My prediction. Privacy and security among our digital devices will become a footnote in history. Behold the coming security meltdown, thanks to the Internet of Things and government intervention and overreach in our lives.
The Internet of Things is loosely defined as the growing network of physical objects embedded with electronics, sensors, software, and network connectivity; everything from fridge to car, from TV to the smart home. If a Mac can be locked up and ransomed, then what about your car?
Of Ransomware And Hackers
This past week the popular file sharing app Transmission had its installer hacked which could have encrypted your Mac and held it for ransom. In other words, you would not have been able to use your Mac unless you paid the ransom.
Every week we’re treated to news of seemingly secure government agencies or large corporations that are hacked and have data stolen. Yet, here’s the U.S. government on a rampage to reduce security of our devices to give us greater security. I’m not the only one who sees the problem in that but it extends much further.
Already underway, the Internet of Things promises to inundate humankind with a gazillion devices, all connected to the internet in some way or another, and all likely are as vulnerable as your Mac running the wrong version of Transmission.
How long before your electric car gets hacked and ransomed? It could come in an email message or a pop up message on the screen.
Your Tesla has been hacked and disabled. Pay 500-bitcoin to get it back.
Whoa! Is that even possible? Yes. And it could even be probable for many thousands of Tesla owners or anyone with a device that is connected to the Internet of Things.
Try another scenario. You’ve just arrived at home after a shopping trip. You try to open the garage door but it won’t open. It happens. But not this way.

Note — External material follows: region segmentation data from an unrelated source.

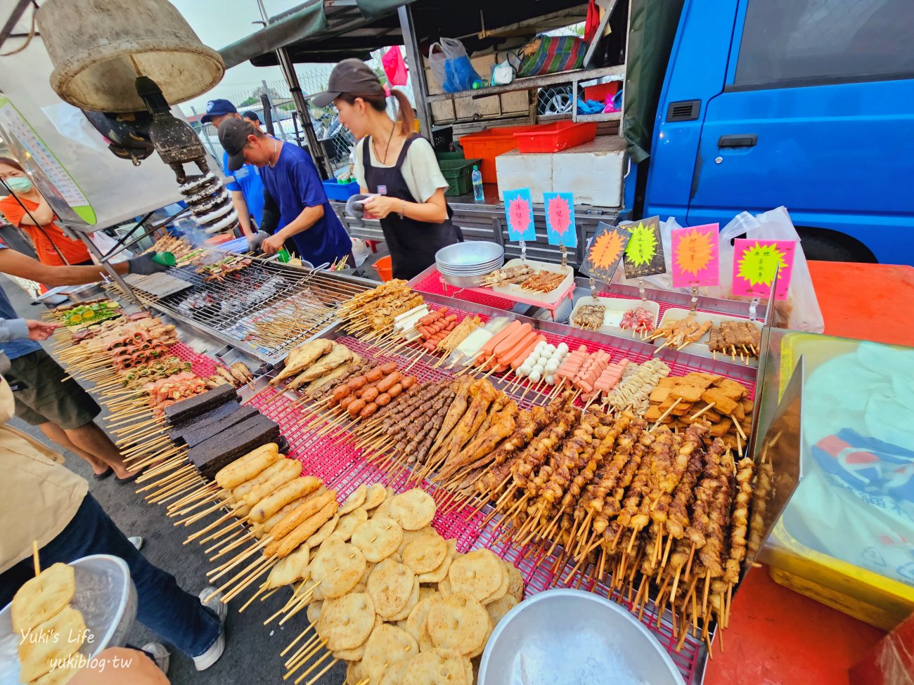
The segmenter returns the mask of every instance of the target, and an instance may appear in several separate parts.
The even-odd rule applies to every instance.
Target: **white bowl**
[[[581,590],[534,595],[495,626],[479,685],[683,685],[656,638],[632,614]]]
[[[87,658],[109,647],[123,647],[136,618],[136,588],[126,562],[92,554],[71,562],[76,595],[70,606],[82,614],[92,641],[80,651]],[[19,640],[13,633],[10,605],[0,611],[0,685],[19,685]]]

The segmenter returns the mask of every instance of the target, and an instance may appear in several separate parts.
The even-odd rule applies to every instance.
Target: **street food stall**
[[[407,34],[422,5],[400,8]],[[372,45],[396,23],[387,31]],[[415,64],[418,45],[407,44]],[[562,78],[577,89],[599,77]],[[94,382],[130,464],[145,469],[138,491],[204,545],[225,601],[270,602],[268,623],[292,628],[276,658],[296,683],[337,663],[350,685],[400,682],[408,668],[503,683],[521,661],[583,677],[574,669],[588,659],[565,658],[572,643],[623,682],[787,680],[790,662],[769,657],[802,654],[805,640],[778,642],[772,616],[805,622],[804,638],[824,629],[815,620],[840,633],[831,663],[809,663],[841,681],[877,631],[818,606],[792,616],[807,600],[752,569],[771,564],[779,582],[883,629],[909,613],[904,564],[880,573],[865,549],[840,559],[802,515],[833,433],[848,440],[853,428],[868,442],[848,444],[903,468],[886,421],[864,407],[843,423],[860,406],[833,400],[878,397],[900,416],[888,369],[909,374],[910,350],[773,325],[818,296],[826,332],[878,328],[879,312],[860,309],[832,330],[854,297],[838,289],[854,284],[807,267],[796,241],[729,246],[717,227],[702,241],[706,227],[625,224],[621,204],[571,203],[558,231],[573,227],[569,252],[550,243],[545,202],[515,226],[490,197],[455,208],[486,227],[471,237],[494,252],[445,248],[409,282],[156,236],[175,268],[50,310],[65,324],[56,354]],[[743,263],[757,271],[734,269]],[[909,269],[888,278],[899,276],[909,287],[887,291],[908,306]],[[882,340],[911,344],[903,333]],[[821,372],[834,364],[840,390]],[[856,366],[881,375],[856,377]],[[903,492],[867,478],[866,497],[845,495],[855,507],[877,506],[883,488],[903,512]],[[548,621],[542,606],[556,607]],[[566,627],[578,611],[592,625]]]

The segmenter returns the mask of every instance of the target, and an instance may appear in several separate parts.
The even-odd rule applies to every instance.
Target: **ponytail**
[[[397,100],[397,121],[399,121],[400,132],[405,136],[412,135],[414,117],[412,105],[406,93],[397,88],[390,89],[390,94]]]
[[[397,121],[400,125],[400,132],[409,136],[412,134],[413,121],[415,117],[412,114],[412,104],[399,89],[390,89],[390,96],[397,100]],[[357,98],[361,98],[377,111],[387,111],[388,98],[382,91],[378,93],[342,93],[339,99],[350,105],[356,103]]]

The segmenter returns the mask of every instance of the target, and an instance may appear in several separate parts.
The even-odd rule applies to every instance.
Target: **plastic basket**
[[[446,153],[451,150],[454,140],[453,126],[441,126],[431,130],[431,147],[436,153]]]
[[[478,157],[482,160],[479,170],[483,173],[483,183],[498,183],[495,157],[517,147],[517,139],[515,138],[515,133],[536,131],[537,128],[537,126],[505,126],[487,129],[480,131],[478,133],[462,136],[460,144],[467,157]]]
[[[358,182],[353,181],[348,184],[340,184],[336,181],[324,181],[324,192],[331,200],[348,200],[355,195],[358,195]]]
[[[558,153],[592,141],[597,137],[597,123],[544,123],[533,131],[515,132],[514,137],[522,153]]]
[[[479,159],[445,159],[438,165],[444,180],[448,182],[446,195],[465,195],[473,192],[473,166],[479,164]]]

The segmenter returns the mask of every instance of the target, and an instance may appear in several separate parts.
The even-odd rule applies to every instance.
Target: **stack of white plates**
[[[498,243],[481,240],[449,245],[435,255],[438,271],[446,281],[460,288],[473,288],[482,277],[501,269],[505,248]]]

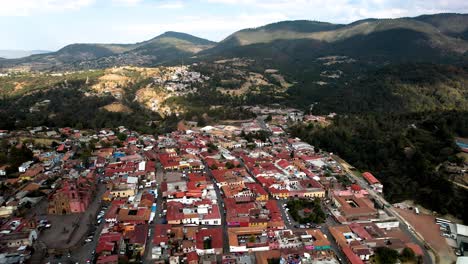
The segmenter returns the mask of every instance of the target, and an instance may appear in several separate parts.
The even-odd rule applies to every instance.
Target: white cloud
[[[164,8],[164,9],[179,9],[183,8],[185,5],[182,2],[167,2],[167,3],[162,3],[158,5],[158,8]]]
[[[294,19],[349,23],[363,18],[397,18],[468,12],[466,0],[204,0],[205,3],[282,12]]]
[[[0,16],[28,16],[36,13],[77,10],[95,0],[2,0]]]
[[[135,6],[143,0],[112,0],[112,3],[117,5]]]
[[[237,30],[287,19],[287,16],[278,12],[244,13],[234,16],[183,16],[174,18],[174,22],[121,25],[113,30],[133,39],[148,39],[166,31],[179,31],[198,36],[216,36],[217,40],[221,40]]]

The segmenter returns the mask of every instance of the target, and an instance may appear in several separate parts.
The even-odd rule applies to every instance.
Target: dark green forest
[[[468,222],[467,191],[436,171],[448,159],[462,162],[454,136],[468,136],[467,112],[343,115],[326,128],[299,125],[290,132],[374,173],[390,202],[414,199]]]

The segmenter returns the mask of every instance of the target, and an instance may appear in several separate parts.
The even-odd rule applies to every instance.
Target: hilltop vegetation
[[[0,67],[63,71],[123,65],[159,65],[190,57],[214,44],[188,34],[166,32],[135,44],[71,44],[57,52],[4,60]]]
[[[326,128],[297,126],[291,132],[372,171],[390,202],[415,199],[468,222],[468,192],[436,170],[446,160],[462,162],[454,136],[468,136],[468,112],[342,116]]]

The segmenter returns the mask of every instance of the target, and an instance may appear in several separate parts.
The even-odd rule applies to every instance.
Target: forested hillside
[[[468,222],[468,192],[436,171],[443,161],[463,162],[453,137],[468,136],[468,112],[344,115],[326,128],[295,126],[291,132],[372,171],[390,202],[414,199]]]

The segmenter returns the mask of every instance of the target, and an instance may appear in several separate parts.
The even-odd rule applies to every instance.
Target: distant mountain
[[[49,53],[47,50],[0,50],[0,58],[18,59],[35,54]]]
[[[235,32],[202,54],[257,56],[290,62],[329,55],[380,62],[453,59],[468,51],[467,18],[467,15],[441,14],[366,19],[348,25],[286,21]]]
[[[468,14],[422,15],[414,19],[431,24],[443,34],[468,40]]]
[[[365,19],[347,25],[282,21],[235,32],[219,43],[166,32],[134,44],[72,44],[48,54],[2,60],[0,68],[36,70],[156,66],[233,57],[307,67],[324,56],[348,56],[363,64],[466,61],[468,15]],[[0,56],[1,57],[1,56]],[[260,63],[260,62],[259,62]],[[296,67],[297,68],[297,67]]]
[[[71,44],[52,53],[5,60],[0,66],[63,70],[117,65],[155,65],[192,56],[214,45],[215,42],[189,34],[166,32],[135,44]]]

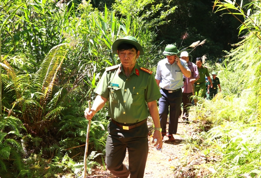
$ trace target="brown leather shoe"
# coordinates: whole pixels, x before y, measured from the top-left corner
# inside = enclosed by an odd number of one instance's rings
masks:
[[[174,142],[176,141],[174,137],[173,137],[173,135],[172,134],[168,135],[168,137],[169,137],[169,140],[171,142]]]
[[[162,140],[163,139],[163,138],[164,137],[164,136],[166,135],[167,134],[167,133],[162,132],[161,132],[161,136],[162,136]]]

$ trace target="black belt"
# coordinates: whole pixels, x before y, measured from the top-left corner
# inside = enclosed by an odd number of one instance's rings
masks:
[[[143,120],[142,121],[139,122],[137,122],[137,123],[134,123],[133,124],[133,125],[126,126],[123,125],[122,124],[124,124],[119,123],[117,122],[115,120],[114,120],[112,119],[111,119],[111,121],[113,123],[114,123],[115,124],[116,124],[116,125],[118,127],[119,127],[121,128],[122,128],[124,130],[129,130],[130,129],[131,129],[132,128],[135,128],[139,126],[140,125],[141,125],[145,122],[147,122],[147,119],[144,119],[144,120]]]
[[[176,90],[166,90],[166,89],[164,89],[164,88],[162,88],[162,89],[163,90],[165,90],[165,91],[168,91],[168,92],[170,93],[173,93],[174,92],[175,92],[175,91],[178,91],[179,90],[181,90],[181,88],[180,88],[177,89],[176,89]]]
[[[199,83],[196,83],[196,84],[197,85],[199,85],[199,84],[201,84],[201,83],[205,83],[205,82],[200,82]]]

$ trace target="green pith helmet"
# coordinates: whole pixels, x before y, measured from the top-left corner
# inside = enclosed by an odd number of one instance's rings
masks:
[[[165,56],[173,56],[179,52],[177,47],[173,45],[168,45],[165,48],[163,54]]]
[[[119,39],[114,42],[112,44],[112,53],[114,54],[118,54],[117,50],[118,47],[122,43],[129,43],[134,45],[138,50],[140,51],[140,55],[144,55],[145,54],[144,51],[142,49],[142,47],[138,42],[138,40],[135,37],[132,36],[127,36],[125,37]]]

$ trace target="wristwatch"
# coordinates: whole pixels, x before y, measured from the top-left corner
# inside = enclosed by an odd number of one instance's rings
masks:
[[[154,129],[155,130],[158,130],[161,132],[161,131],[162,130],[162,129],[161,128],[161,127],[155,127]]]

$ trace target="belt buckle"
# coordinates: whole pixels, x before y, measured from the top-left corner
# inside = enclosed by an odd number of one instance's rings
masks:
[[[125,126],[124,125],[123,125],[122,128],[123,128],[124,130],[128,130],[129,126]]]

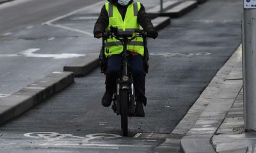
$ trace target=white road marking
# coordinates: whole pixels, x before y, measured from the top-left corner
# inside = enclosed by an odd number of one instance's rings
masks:
[[[88,33],[88,32],[86,32],[86,31],[81,31],[81,30],[79,30],[79,29],[76,29],[66,27],[66,26],[61,26],[61,25],[59,25],[59,24],[47,24],[47,25],[54,26],[54,27],[60,27],[60,28],[62,28],[62,29],[66,29],[66,30],[73,31],[75,31],[75,32],[85,34],[86,35],[89,35],[89,36],[94,36],[93,34],[92,34],[92,33]]]
[[[8,3],[5,3],[1,4],[0,5],[0,10],[12,7],[12,6],[15,6],[15,5],[17,5],[17,4],[19,4],[21,3],[27,3],[27,2],[32,1],[33,1],[33,0],[15,0],[15,1],[8,2]]]
[[[45,87],[25,87],[29,89],[45,89]]]
[[[72,18],[72,20],[97,20],[98,17],[79,17]]]
[[[43,25],[45,25],[45,24],[51,24],[51,22],[53,22],[56,21],[56,20],[60,20],[60,19],[61,19],[61,18],[65,18],[65,17],[68,17],[68,16],[70,16],[70,15],[73,15],[73,14],[75,14],[75,13],[77,13],[77,12],[79,12],[79,11],[80,11],[83,10],[88,9],[88,8],[92,8],[92,7],[95,7],[95,6],[97,6],[97,5],[99,5],[99,4],[103,4],[104,3],[104,1],[100,1],[100,2],[99,2],[99,3],[95,3],[95,4],[92,4],[92,5],[87,6],[86,6],[86,7],[84,7],[84,8],[81,8],[81,9],[77,10],[76,10],[76,11],[72,11],[72,12],[70,12],[70,13],[67,13],[67,14],[66,14],[66,15],[60,16],[60,17],[57,17],[57,18],[54,18],[54,19],[52,19],[52,20],[49,20],[49,21],[45,22],[43,23],[42,24],[43,24]]]
[[[54,22],[55,21],[57,21],[57,20],[59,20],[60,19],[62,19],[63,18],[67,17],[68,16],[72,15],[74,15],[74,14],[75,14],[75,13],[77,13],[77,12],[79,12],[80,11],[84,10],[86,10],[86,9],[88,9],[88,8],[91,8],[92,7],[95,7],[95,6],[97,6],[98,5],[100,5],[100,4],[102,4],[103,5],[104,3],[104,1],[100,1],[100,2],[97,3],[95,4],[93,4],[92,5],[87,6],[86,7],[84,7],[84,8],[82,8],[81,9],[79,9],[79,10],[77,10],[76,11],[74,11],[72,12],[70,12],[70,13],[69,13],[68,14],[60,16],[59,17],[57,17],[57,18],[54,18],[52,20],[51,20],[49,21],[45,22],[43,23],[42,25],[48,25],[48,26],[54,26],[54,27],[62,28],[62,29],[66,29],[66,30],[69,30],[69,31],[72,31],[83,33],[83,34],[86,34],[86,35],[89,35],[90,36],[94,36],[93,34],[92,34],[91,33],[89,33],[89,32],[87,32],[87,31],[84,31],[79,30],[79,29],[77,29],[70,28],[70,27],[67,27],[67,26],[61,26],[60,24],[52,24],[52,22]],[[91,19],[92,18],[92,17],[91,17]]]
[[[11,35],[12,34],[12,33],[7,33],[3,34],[3,36],[7,36]]]
[[[17,57],[18,54],[0,54],[0,57]]]
[[[33,27],[34,27],[34,26],[28,26],[26,27],[26,29],[32,29]]]
[[[211,55],[209,52],[195,52],[189,54],[181,54],[181,53],[150,53],[150,55],[161,55],[166,57],[174,57],[174,56],[181,56],[189,57],[191,56],[198,56],[198,55]]]
[[[140,135],[141,135],[141,133],[137,133],[134,136],[133,136],[133,138],[138,138],[139,137]]]
[[[65,54],[63,53],[61,54],[35,54],[34,52],[39,50],[40,48],[30,48],[26,50],[23,52],[20,52],[19,54],[24,55],[26,57],[52,57],[53,59],[65,59],[65,58],[72,58],[85,56],[85,54]]]
[[[149,139],[144,139],[142,142],[157,142],[156,140],[149,140]]]
[[[86,54],[66,54],[66,53],[63,53],[60,54],[46,54],[35,53],[35,52],[39,50],[40,50],[40,48],[29,48],[17,54],[0,54],[0,57],[25,56],[29,57],[52,57],[53,59],[67,59],[67,58],[79,57],[86,55]]]
[[[65,72],[60,72],[60,71],[54,71],[54,72],[52,72],[52,73],[54,73],[54,74],[65,74]]]
[[[0,98],[3,98],[3,97],[8,97],[9,96],[10,94],[0,94]]]
[[[83,140],[83,142],[88,142],[93,140],[104,140],[121,138],[120,135],[115,134],[107,133],[96,133],[86,135],[85,137],[74,136],[70,134],[60,134],[53,132],[38,132],[38,133],[28,133],[24,134],[24,136],[33,138],[44,138],[48,141],[56,141],[63,140],[65,138],[70,137],[77,140]],[[68,139],[70,140],[70,139]]]
[[[47,39],[47,40],[54,40],[55,39],[56,39],[55,37],[52,37],[52,38],[50,38]]]

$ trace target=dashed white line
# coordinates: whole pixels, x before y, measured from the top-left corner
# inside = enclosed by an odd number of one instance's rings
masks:
[[[45,89],[45,87],[25,87],[29,89]]]
[[[7,33],[3,34],[3,36],[7,36],[11,35],[12,34],[12,33]]]
[[[43,25],[45,25],[45,24],[51,24],[51,22],[54,22],[54,21],[60,20],[60,19],[61,19],[61,18],[67,17],[68,17],[68,16],[70,16],[70,15],[73,15],[73,14],[74,14],[74,13],[76,13],[78,12],[78,11],[81,11],[81,10],[86,10],[86,9],[88,9],[88,8],[92,8],[92,7],[95,7],[95,6],[99,5],[99,4],[104,4],[104,1],[100,1],[100,2],[97,3],[95,3],[95,4],[92,4],[92,5],[87,6],[86,6],[86,7],[84,7],[84,8],[82,8],[79,9],[79,10],[76,10],[76,11],[72,11],[72,12],[70,12],[70,13],[68,13],[68,14],[66,14],[66,15],[60,16],[60,17],[57,17],[57,18],[54,18],[54,19],[52,19],[52,20],[49,20],[49,21],[47,21],[47,22],[44,22],[44,23],[43,23],[42,24],[43,24]]]
[[[28,27],[26,27],[26,29],[31,29],[31,28],[33,28],[33,27],[34,27],[34,26],[28,26]]]
[[[10,94],[0,94],[0,98],[8,97]]]

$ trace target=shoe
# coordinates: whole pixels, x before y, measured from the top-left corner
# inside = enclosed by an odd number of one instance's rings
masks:
[[[102,99],[101,100],[101,104],[102,104],[103,106],[109,107],[111,105],[113,94],[113,93],[109,91],[106,91],[105,92]]]
[[[143,106],[141,102],[137,102],[135,108],[135,117],[145,117],[145,112],[143,109]]]

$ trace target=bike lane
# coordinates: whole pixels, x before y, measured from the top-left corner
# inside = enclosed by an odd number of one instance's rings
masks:
[[[129,137],[119,136],[120,117],[101,106],[104,76],[96,69],[1,126],[0,150],[154,152],[241,43],[240,3],[233,1],[210,1],[149,41],[146,117],[129,119]]]

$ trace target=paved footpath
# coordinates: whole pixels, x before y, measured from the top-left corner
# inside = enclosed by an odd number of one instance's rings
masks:
[[[224,74],[225,71],[228,73]],[[256,133],[244,133],[241,47],[220,70],[211,84],[221,79],[222,82],[218,82],[219,87],[211,86],[210,84],[199,98],[207,106],[182,139],[180,145],[183,152],[256,152]],[[211,102],[207,103],[207,98],[203,96],[212,98],[209,98],[208,100]],[[195,106],[199,108],[198,101],[188,114],[195,110]]]

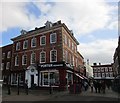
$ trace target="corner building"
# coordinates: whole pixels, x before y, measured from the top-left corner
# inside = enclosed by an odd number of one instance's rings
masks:
[[[84,79],[84,58],[77,51],[78,41],[64,23],[47,21],[45,26],[21,31],[12,38],[11,85],[53,87]],[[82,68],[81,68],[82,67]]]

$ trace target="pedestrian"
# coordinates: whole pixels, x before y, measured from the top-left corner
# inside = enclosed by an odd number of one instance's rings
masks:
[[[28,80],[25,81],[25,92],[28,95]]]
[[[87,90],[87,87],[88,87],[88,83],[85,81],[85,82],[84,82],[85,91]]]
[[[102,81],[101,87],[102,87],[102,92],[105,93],[105,88],[106,88],[105,81]]]
[[[93,93],[93,86],[94,86],[94,85],[93,85],[93,82],[91,81],[91,82],[90,82],[90,87],[91,87],[91,92],[92,92],[92,93]]]
[[[97,87],[98,87],[98,93],[100,93],[100,90],[101,90],[101,82],[100,81],[97,82]]]
[[[94,84],[95,92],[97,93],[97,81],[95,80],[93,84]]]

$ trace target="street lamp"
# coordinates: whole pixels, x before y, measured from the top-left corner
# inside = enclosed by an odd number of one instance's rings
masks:
[[[18,88],[18,89],[17,89],[17,94],[18,94],[18,95],[19,95],[19,86],[20,86],[20,85],[19,85],[19,78],[20,78],[20,77],[19,77],[19,74],[18,74],[18,85],[17,85],[17,86],[18,86],[18,87],[17,87],[17,88]]]

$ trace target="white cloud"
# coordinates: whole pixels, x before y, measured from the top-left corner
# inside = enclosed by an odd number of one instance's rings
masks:
[[[112,63],[117,42],[117,39],[95,40],[90,43],[81,43],[78,50],[85,60],[90,60],[90,63]]]
[[[103,1],[103,0],[102,0]],[[103,1],[86,0],[79,2],[57,2],[48,7],[45,2],[36,3],[40,10],[47,9],[46,17],[51,21],[62,20],[76,34],[86,34],[97,29],[102,29],[110,20],[109,6]]]
[[[2,3],[2,28],[7,30],[12,27],[33,28],[43,25],[47,20],[66,23],[66,25],[78,34],[87,34],[103,29],[110,22],[110,6],[101,0],[79,0],[79,2],[38,2],[34,5],[41,11],[39,18],[28,12],[28,2]],[[44,1],[44,0],[41,0]],[[47,0],[46,0],[47,1]],[[64,1],[64,0],[63,0]],[[113,16],[113,15],[112,15]]]

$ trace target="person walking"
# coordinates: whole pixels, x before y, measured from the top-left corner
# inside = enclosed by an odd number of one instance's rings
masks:
[[[97,93],[97,81],[95,80],[93,84],[94,84],[95,92]]]
[[[98,85],[98,93],[100,93],[100,90],[101,90],[101,82],[98,81],[98,82],[97,82],[97,85]]]
[[[93,87],[94,87],[94,85],[93,85],[92,81],[90,82],[90,87],[91,87],[91,92],[93,93]]]
[[[105,81],[102,81],[101,87],[102,87],[102,92],[105,93],[105,88],[106,88]]]
[[[25,92],[28,95],[28,80],[25,81]]]

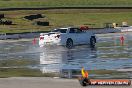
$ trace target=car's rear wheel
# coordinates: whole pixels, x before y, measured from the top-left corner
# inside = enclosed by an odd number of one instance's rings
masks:
[[[67,41],[66,41],[66,47],[68,49],[73,48],[73,41],[72,41],[72,39],[67,39]]]
[[[90,47],[91,47],[91,48],[94,48],[94,47],[95,47],[95,44],[96,44],[96,39],[95,39],[95,37],[91,37],[91,38],[90,38]]]

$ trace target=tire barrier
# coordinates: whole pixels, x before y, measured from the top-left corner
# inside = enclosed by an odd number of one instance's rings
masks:
[[[24,18],[28,20],[34,20],[34,19],[44,18],[44,17],[41,14],[35,14],[35,15],[25,16]]]
[[[0,19],[5,18],[4,14],[0,14]]]

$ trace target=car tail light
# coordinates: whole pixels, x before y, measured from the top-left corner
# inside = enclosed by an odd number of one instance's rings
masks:
[[[44,37],[40,37],[40,40],[43,40],[44,39]]]
[[[60,35],[56,35],[55,38],[60,38]]]

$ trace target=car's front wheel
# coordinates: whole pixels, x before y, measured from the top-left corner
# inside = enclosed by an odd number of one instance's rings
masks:
[[[67,39],[67,41],[66,41],[66,47],[68,49],[73,48],[73,40],[72,39]]]

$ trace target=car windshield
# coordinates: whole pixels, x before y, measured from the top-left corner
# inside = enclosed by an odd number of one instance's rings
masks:
[[[54,29],[51,32],[60,32],[60,33],[66,33],[67,29]]]

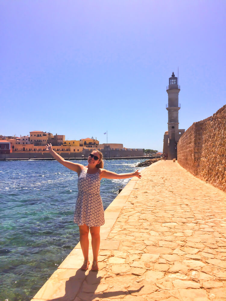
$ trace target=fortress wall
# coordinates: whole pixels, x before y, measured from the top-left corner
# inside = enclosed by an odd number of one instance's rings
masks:
[[[177,161],[194,175],[226,192],[226,105],[185,132],[177,144]]]

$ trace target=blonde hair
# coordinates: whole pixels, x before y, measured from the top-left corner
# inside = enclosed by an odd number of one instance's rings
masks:
[[[99,161],[100,161],[99,163],[98,163],[98,164],[97,164],[96,165],[96,167],[97,168],[102,168],[104,167],[104,161],[103,161],[103,159],[102,158],[103,158],[103,155],[101,151],[99,150],[93,150],[92,152],[92,153],[93,153],[94,152],[96,152],[96,153],[98,153],[100,155],[100,158],[99,159]]]

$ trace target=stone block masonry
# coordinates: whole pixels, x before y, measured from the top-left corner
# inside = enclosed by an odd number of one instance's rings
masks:
[[[177,160],[193,175],[226,192],[226,105],[186,131],[177,144]]]

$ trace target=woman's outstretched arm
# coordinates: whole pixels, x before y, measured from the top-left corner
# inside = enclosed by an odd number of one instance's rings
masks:
[[[81,164],[74,163],[73,162],[64,160],[61,156],[60,156],[53,150],[51,143],[49,144],[48,143],[47,145],[46,145],[45,147],[46,150],[48,150],[57,161],[69,169],[80,173],[84,168],[84,166]]]
[[[138,169],[134,172],[128,173],[116,173],[112,171],[109,171],[106,169],[100,169],[100,177],[101,179],[105,178],[107,179],[126,179],[128,178],[132,177],[137,177],[140,179],[141,177],[140,173],[138,171]]]

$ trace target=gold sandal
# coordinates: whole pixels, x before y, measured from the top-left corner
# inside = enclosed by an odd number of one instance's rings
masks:
[[[91,270],[93,272],[97,272],[99,269],[97,261],[93,261]]]
[[[82,271],[87,271],[89,268],[89,260],[84,260],[83,264],[82,266],[81,269]]]

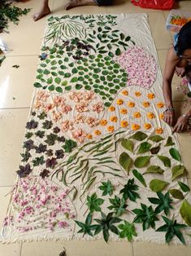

Your home has been hacked and locked up. Pay 500-bitcoin to get it open.
The same scenario could apply to other devices at home, work, or on your person. If the government gets a back door to open up previously secure iPhones, how long before hackers, criminals, and terrorists get the same access? And once inside how long before your device comes with a ransom?
Hackers working for Iran captured a U.S. drone which used GPS to fly over specific locations. The spoofed GPS enabled Iran to take the drone off course where it landed and was confiscated by the military. Could the same thing happen to your car, electric or otherwise? Don’t snicker or laugh. This is serious. Government agencies and corporations that are hacked are in the news every week. And those are only the ones we hear about. It’s likely that much worse is going on elsewhere.
Privacy is a different issue than security, though both are related. But it’s easy to extend this coming security meltdown from the car to the home to the person. Imagine getting an email that your pacemaker has been hacked and hijacked and is up for ransom. Pay money or it gets turned off.
All these connected devices can bring convenience to humankind, but as we’ve seen with networks and computers, all of which are vulnerable to some kind of attack or hack, there is a danger which is yet to be realized. And our government wants to reduce our levels of privacy and security– in the name of security. Folks, we have bigger fish to fry.